This is the first question any person asks of God in scripture. God doesn’t actually answer it directly in his response to Cain.
I think this question actually sets up one of the great themes of Christian philosophy: are we our brother’s keepers? Do we have an obligation to look out for each other? To keep each other alive?
It’s also my opinion that God’s answer to this question (for Christians, anyway) is Luke 10:25-37. So, thousands of years later… God finally has an answer for Cain.
25 Just then a lawyer stood up to test Jesus. “Teacher,” he said, “what must I do to inherit eternal life?” 26 He said to him, “What is written in the law? What do you read there?” 27 He answered, “You shall love the Lord your God with all your heart, and with all your soul, and with all your strength, and with all your mind; and your neighbor as yourself.” 28 And he said to him, “You have given the right answer; do this, and you will live.”
29 But wanting to justify himself, he asked Jesus, “And who is my neighbor?” 30 Jesus replied, “A man was going down from Jerusalem to Jericho, and fell into the hands of robbers, who stripped him, beat him, and went away, leaving him half dead. 31 Now by chance a priest was going down that road; and when he saw him, he passed by on the other side. 32 So likewise a Levite, when he came to the place and saw him, passed by on the other side. 33 But a Samaritan while traveling came near him; and when he saw him, he was moved with pity. 34 He went to him and bandaged his wounds, having poured oil and wine on them. Then he put him on his own animal, brought him to an inn, and took care of him. 35 The next day he took out two denarii, gave them to the innkeeper, and said, ‘Take care of him; and when I come back, I will repay you whatever more you spend.’ 36 Which of these three, do you think, was a neighbor to the man who fell into the hands of the robbers?” 37 He said, “The one who showed him mercy.” Jesus said to him, “Go and do likewise.”

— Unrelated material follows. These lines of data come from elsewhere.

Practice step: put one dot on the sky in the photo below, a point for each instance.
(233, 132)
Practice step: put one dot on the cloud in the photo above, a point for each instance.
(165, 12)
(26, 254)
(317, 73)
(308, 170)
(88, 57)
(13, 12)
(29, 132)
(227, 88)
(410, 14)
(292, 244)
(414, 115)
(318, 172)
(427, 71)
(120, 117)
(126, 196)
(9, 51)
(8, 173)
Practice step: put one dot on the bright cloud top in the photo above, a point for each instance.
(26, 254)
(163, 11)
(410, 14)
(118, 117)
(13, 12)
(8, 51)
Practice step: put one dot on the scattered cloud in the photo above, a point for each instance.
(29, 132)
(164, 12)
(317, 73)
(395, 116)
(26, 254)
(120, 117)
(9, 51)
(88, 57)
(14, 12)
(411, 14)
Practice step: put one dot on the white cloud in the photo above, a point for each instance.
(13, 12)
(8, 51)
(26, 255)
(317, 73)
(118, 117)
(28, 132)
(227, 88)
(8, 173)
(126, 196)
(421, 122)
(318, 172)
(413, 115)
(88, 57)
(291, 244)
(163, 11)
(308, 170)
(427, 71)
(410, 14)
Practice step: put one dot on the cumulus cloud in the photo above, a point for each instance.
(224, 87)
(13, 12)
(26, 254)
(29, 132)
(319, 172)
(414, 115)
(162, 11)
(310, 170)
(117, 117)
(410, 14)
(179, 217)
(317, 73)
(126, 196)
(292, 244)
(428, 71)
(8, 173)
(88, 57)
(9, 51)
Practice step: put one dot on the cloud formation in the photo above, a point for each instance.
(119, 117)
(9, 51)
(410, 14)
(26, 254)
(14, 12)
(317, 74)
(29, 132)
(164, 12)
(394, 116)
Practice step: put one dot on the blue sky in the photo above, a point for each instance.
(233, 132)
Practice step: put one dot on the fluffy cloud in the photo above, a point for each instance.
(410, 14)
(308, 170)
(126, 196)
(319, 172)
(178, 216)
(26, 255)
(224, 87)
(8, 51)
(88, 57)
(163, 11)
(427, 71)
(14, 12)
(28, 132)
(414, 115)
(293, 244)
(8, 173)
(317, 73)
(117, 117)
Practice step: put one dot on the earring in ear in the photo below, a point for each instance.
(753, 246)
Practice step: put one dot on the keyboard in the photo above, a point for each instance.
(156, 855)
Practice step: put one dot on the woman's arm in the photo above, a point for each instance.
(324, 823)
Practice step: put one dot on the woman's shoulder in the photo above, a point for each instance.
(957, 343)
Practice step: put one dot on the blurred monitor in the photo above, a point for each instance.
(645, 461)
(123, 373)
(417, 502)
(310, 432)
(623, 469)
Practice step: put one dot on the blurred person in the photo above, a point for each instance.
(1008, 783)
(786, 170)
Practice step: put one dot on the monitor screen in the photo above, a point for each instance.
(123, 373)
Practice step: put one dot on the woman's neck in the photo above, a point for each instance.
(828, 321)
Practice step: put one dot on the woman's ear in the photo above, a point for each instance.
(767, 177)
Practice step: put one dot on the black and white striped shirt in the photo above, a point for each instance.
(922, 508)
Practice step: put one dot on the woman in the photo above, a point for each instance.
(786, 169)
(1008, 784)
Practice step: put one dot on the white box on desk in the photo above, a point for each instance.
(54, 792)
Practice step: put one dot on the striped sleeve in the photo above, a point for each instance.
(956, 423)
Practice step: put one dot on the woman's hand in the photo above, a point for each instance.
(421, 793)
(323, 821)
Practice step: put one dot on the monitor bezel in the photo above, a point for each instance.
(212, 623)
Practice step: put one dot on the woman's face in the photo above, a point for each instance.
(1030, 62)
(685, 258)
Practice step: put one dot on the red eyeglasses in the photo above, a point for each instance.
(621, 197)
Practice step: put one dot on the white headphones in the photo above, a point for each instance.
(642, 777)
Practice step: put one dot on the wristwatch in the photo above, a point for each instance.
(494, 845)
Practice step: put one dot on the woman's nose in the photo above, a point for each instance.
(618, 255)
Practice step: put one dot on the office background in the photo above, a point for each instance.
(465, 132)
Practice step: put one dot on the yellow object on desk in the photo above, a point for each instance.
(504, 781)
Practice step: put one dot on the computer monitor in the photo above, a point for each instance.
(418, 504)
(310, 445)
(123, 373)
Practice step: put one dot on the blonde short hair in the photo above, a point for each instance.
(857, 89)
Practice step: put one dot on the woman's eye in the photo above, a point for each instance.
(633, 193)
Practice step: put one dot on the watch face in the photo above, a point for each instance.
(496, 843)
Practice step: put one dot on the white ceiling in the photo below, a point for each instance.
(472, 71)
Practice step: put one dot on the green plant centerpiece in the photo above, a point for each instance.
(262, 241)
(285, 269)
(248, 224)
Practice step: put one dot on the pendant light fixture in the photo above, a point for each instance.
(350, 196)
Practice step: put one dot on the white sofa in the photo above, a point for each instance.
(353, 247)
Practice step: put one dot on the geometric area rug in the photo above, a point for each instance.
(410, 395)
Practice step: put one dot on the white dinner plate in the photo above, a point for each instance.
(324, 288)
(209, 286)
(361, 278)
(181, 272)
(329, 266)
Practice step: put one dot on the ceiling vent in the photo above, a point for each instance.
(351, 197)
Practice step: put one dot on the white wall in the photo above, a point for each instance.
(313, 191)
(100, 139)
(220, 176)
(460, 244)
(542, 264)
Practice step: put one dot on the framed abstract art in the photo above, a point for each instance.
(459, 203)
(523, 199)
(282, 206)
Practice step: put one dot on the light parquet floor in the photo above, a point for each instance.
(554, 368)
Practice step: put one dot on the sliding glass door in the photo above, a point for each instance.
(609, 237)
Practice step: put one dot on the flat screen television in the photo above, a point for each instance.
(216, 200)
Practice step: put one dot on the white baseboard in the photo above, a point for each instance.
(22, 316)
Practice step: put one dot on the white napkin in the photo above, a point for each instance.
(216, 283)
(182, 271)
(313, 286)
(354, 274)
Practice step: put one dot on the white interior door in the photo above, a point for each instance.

Cain failed Abel, because he did not show him mercy. Cain was expected to be his brother’s keeper.
Anyway, that’s my thoughts… what are yours?
And, some prompting questions if you’d like.
- Do you think “Am I my brother’s keeper?” is one of the big framing questions of Christian mythology?
- There’s a frequent critique of Christians in our culture not acting as good neighbours, or good keepers of their brothers. Do you think that’s a reasonable critique? How do you see it illustrated day-to-day?
- How do you think the God-character’s role in this story speaks to the quality of God being omniscient? The God-character knows the answer to the question he asks Cain… but he also warned Cain about the nature of sin prior to the murder.
- The reason for the murder is “God’s favour”. Do you believe the God character should be considered responsible for the murder? Does he own responsibility for the envy and jealousy that led to killing?
- This myth features an animal herder, Abel (a hunter-gatherer?) and a farmer, Cain (settled agriculture?). Do you think that is an important detail of the story?